Queen Elizabeth II is saluted by the Officers of HMS Lancaster during a visit to HMS Lancaster at Portsmouth Naval Base (Picture: Alamy).

It may be confusing to anyone other than an astute Royal observer why a ship known as the Queen's Frigate is named after the traditionally male title of duke, rather than, say duchess.

HMS Lancaster, like all the ships in the Type 23 class is named after a duke, even though the duke in question for this title is Queen Elizabeth II.

The Royal Navy warship, which has just left Portsmouth Naval Base to start a three-year deployment to the Middle East in the Gulf, has the prestigious status of having the Queen as a sponsor and Her Majesty is known to take a keen personal interest in Lancaster's activities around the globe.

But why is the ship, one of 12 Duke Class ships in the Royal Navy and referred to as the Queen's Frigate, actually named after the title Duke of Lancaster when the reigning monarch is a woman?

HMS Lancaster departs Portsmouth before heading to Bahrain
HMS Lancaster departs Portsmouth before heading to Bahrain.

That comes down to the history of the Royal Family and the Duchy of Lancaster, a Royal estate that was considerably financially enhanced under the reign of John of Gaunt, the Duke of Lancaster from 1340 to 1399.

He was a Royal prince, military leader and statesman, a highly influential Royal of his time and who, due to several beneficial marriages and lands bestowed upon him, was also one of the richest men of his era.

It was King Henry IV, Henry Bolingbroke, who, upon his accession to the throne in 1399, passed a Royal Charter to decree that the ancient inheritance of the Duchy of Lancaster estate should be handed down through the reigning monarchy in its own right, separately from all other Crown possessions, ensuring that the Duke of Lancaster title would always be held by the ruling monarch.

Many years later, the headstrong Queen Victoria, following her accession to the thrown in 1837, took exception to being referred to as Duchess, because she believed that the title of duchess referred to the spouse of a duke rather than the head and holder of a Royal dukedom.

She ruled instead that the title of duke could be held by the reigning monarch, regardless of gender, and she began using the title of Duke of Lancaster.

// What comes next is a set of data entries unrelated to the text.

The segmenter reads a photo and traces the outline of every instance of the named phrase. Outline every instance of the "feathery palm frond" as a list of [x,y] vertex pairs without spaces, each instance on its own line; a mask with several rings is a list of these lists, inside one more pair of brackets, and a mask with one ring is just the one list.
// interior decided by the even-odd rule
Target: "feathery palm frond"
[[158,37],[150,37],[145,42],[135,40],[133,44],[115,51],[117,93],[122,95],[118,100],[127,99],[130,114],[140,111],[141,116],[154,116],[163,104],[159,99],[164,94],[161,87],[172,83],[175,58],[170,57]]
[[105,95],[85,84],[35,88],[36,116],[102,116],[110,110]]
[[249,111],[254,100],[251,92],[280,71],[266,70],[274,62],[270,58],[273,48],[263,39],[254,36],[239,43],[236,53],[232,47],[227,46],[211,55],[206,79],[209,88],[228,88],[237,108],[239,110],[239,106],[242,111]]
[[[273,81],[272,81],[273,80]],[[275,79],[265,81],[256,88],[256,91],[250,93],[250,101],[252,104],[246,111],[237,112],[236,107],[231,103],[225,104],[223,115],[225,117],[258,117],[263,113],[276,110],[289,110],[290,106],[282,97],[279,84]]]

Watch: HMS Lancaster heads to Bahrain.

The current Duke of Lancaster is, of course, Queen Elizabeth II, and the title continues to be used for a female monarch, with even a toast in her name when gatherings of Lancastrians within the County Palatine, which is a county in which Royal privileges and exclusive rights of jurisdiction are held by its earl or lord, are known to raise the toast: "The Queen, Duke of Lancaster."

Naming Type 23 frigates, otherwise known as the Duke Class, after the titles of dukes is a Royal Navy convention that began in 1989 with the first of its type, HMS Norfolk, which was later decommissioned and sold to Chile in 2005.

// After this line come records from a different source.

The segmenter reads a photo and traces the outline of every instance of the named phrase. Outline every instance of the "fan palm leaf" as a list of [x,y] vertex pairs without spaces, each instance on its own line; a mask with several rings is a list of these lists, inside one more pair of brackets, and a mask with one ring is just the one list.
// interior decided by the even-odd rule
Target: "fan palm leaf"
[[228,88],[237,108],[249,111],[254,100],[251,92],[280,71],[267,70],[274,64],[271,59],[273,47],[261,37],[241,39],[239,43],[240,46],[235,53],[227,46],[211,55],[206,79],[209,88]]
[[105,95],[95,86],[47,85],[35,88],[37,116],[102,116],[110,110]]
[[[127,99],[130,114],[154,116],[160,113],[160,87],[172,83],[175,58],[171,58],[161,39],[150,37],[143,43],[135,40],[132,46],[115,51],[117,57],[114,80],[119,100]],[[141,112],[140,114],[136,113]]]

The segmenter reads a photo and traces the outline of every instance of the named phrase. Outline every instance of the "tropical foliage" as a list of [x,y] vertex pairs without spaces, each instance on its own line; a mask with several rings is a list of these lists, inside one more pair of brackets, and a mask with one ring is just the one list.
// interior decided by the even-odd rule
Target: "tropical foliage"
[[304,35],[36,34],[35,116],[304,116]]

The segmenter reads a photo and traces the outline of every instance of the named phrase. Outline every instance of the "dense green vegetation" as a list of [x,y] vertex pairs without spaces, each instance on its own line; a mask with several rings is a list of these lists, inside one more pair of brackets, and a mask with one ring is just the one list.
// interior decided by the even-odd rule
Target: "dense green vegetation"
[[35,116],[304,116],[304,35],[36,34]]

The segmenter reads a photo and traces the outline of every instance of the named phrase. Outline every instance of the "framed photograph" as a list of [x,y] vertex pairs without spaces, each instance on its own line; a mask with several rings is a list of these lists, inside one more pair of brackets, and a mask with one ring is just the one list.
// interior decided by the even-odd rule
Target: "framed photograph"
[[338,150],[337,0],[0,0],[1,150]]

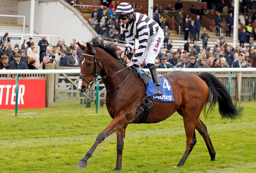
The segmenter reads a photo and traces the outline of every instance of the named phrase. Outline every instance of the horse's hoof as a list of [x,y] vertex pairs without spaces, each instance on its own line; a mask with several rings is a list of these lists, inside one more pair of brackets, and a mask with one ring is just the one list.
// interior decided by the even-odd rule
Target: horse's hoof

The 16th Type 23 frigate, HMS St Albans, was commissioned in 2002.

HMS Lancaster, one of 12 Type 23 frigates in the Royal Navy fleet, joined the Royal Navy fleet in 1992 after she was launched by Queen Elizabeth II in 1990 and, as the Duke of Lancaster title is a subsidiary title of the Sovereign, the ship became known as the Queen's Frigate.

The Queen may have a particularly special relationship with HMS Lancaster as the Duke of Lancaster but it is important to note that Her Majesty, as Sovereign, is the head of the Armed Forces.

She holds the rank of Commander-in-Chief of all of the United Kingdom's Armed Forces and holds numerous military appointments and honorary ranks, including Colonel-in-Chief of many regiments, Air-Commodore-in-Chief of several branches of the Royal Air Force and other titles such as Royal Honorary Air Commodore and Master of the Merchant Navy and Fishing Fleets.

In particular, as the Duke of Lancaster, she holds the rank of Colonel-in-Chief of the Duke of Lancaster's Regiment, a regiment historically known as The Lions of England.